AI Agents May Cooperate Better if They Don't Resemble Us

Vincent Conitzer
Kimberly J. Jenkins Distinguished University Professor of New Technologies
Professor of Computer Science, Professor of Economics, and Professor of Philosophy
Duke University

Thursday, April 21, 2022 | 11AM – 12PM ET

Abstract:

AI systems control an ever growing part of our world. As a result, they will increasingly interact with each other directly, with little or no potential for human mediation. If each system stubbornly pursues its own objectives, this runs the risk of familiar game-theoretic tragedies – along the lines of the Tragedy of the Commons, the Prisoner’s Dilemma, or even the Traveler’s Dilemma – in which outcomes are reached that are far worse for every party than what could have been achieved cooperatively.

However, AI agents can be designed in ways that make them fundamentally unlike strategic human agents. This approach is often overlooked, as we are usually inspired by our own human condition in the design of AI agents. But I will argue that this approach has the potential to avoid the above tragedies in new ways. The price to pay for this, for us as researchers, is that many of our intuitions about game and decision theory, and even belief formation, start to fall short. I will discuss how foundational research from the philosophy and game theory literatures provides a good starting point for pursuing this approach.

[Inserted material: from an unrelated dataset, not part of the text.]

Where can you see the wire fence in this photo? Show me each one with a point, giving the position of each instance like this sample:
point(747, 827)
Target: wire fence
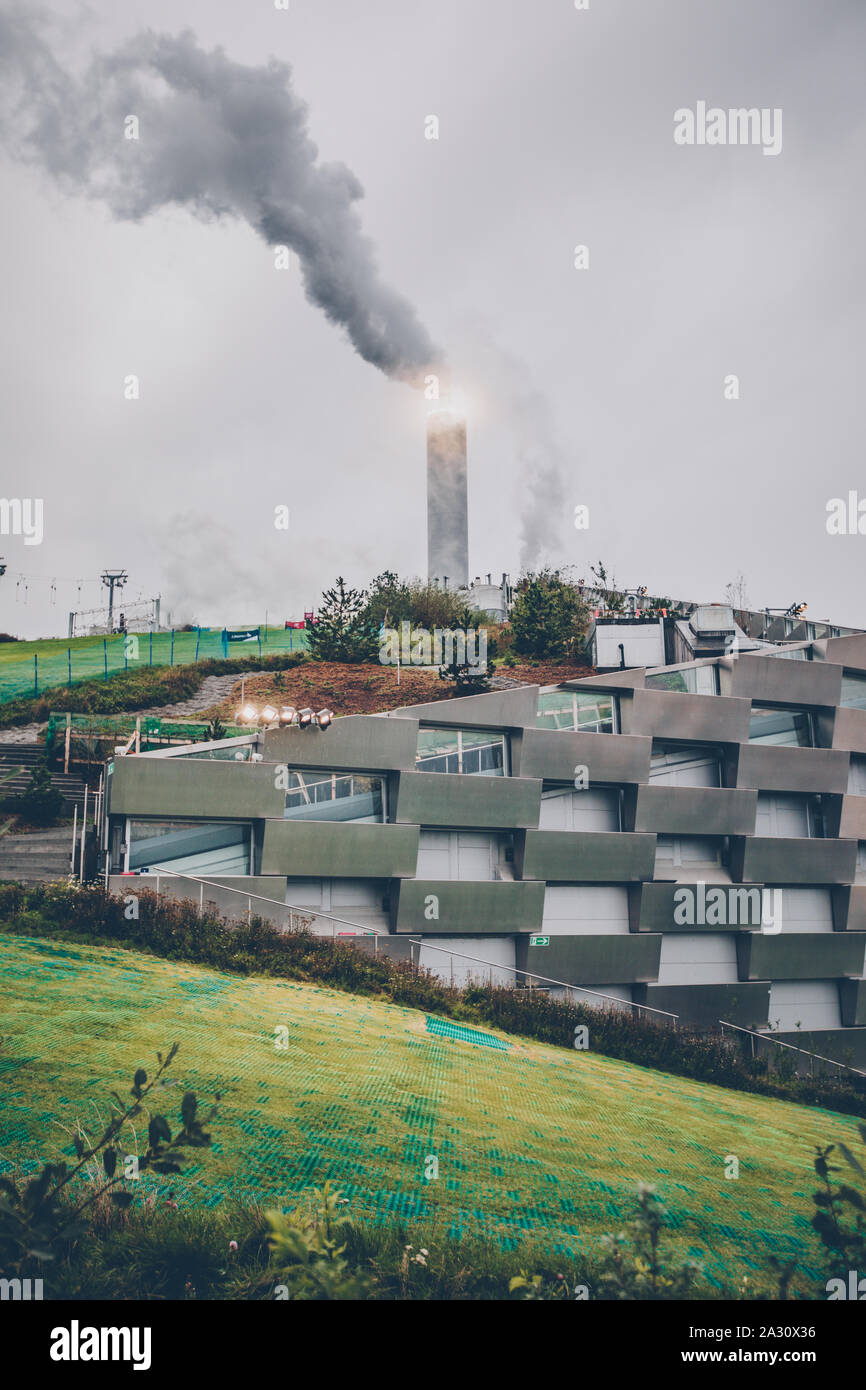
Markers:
point(28, 669)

This talk covers joint work with Caspar Oesterheld, Scott Emmons, Andrew Critch, Stuart Russell, Abram Demski, Yuan Deng, and Catherine Moon.

Bio:

Vincent Conitzer is the Kimberly J. Jenkins Distinguished University Professor of New Technologies and Professor of Computer Science, Professor of Economics, and Professor of Philosophy at Duke University. He is about to move to Carnegie Mellon University. He is also Head of Technical AI Engagement at the Institute for Ethics in AI, and Professor of Computer Science and Philosophy, at the University of Oxford. He received Ph.D. (2006) and M.S. (2003) degrees in Computer Science from Carnegie Mellon University, and an A.B. (2001) degree in Applied Mathematics from Harvard University. Conitzer works on artificial intelligence (AI). Much of his work has focused on AI and game theory, for example designing algorithms for the optimal strategic placement of defensive resources. More recently, he has started to work on AI and ethics: how should we determine the objectives that AI systems pursue, when these objectives have complex effects on various stakeholders?

Conitzer has received the 2021 ACM/SIGAI Autonomous Agents Research Award, the Social Choice and Welfare Prize, a Presidential Early Career Award for Scientists and Engineers (PECASE), the IJCAI Computers and Thought Award, an NSF CAREER award, the inaugural Victor Lesser dissertation award, an honorable mention for the ACM dissertation award, and several awards for papers and service at the AAAI and AAMAS conferences. He has also been named a Guggenheim Fellow, a Sloan Fellow, a Kavli Fellow, a Bass Fellow, an ACM Fellow, a AAAI Fellow, and one of AI's Ten to Watch. He has served as program and/or general chair of the AAAI, AAMAS, AIES, COMSOC, and EC conferences. Conitzer and Preston McAfee were the founding Editors-in-Chief of the ACM Transactions on Economics and Computation (TEAC).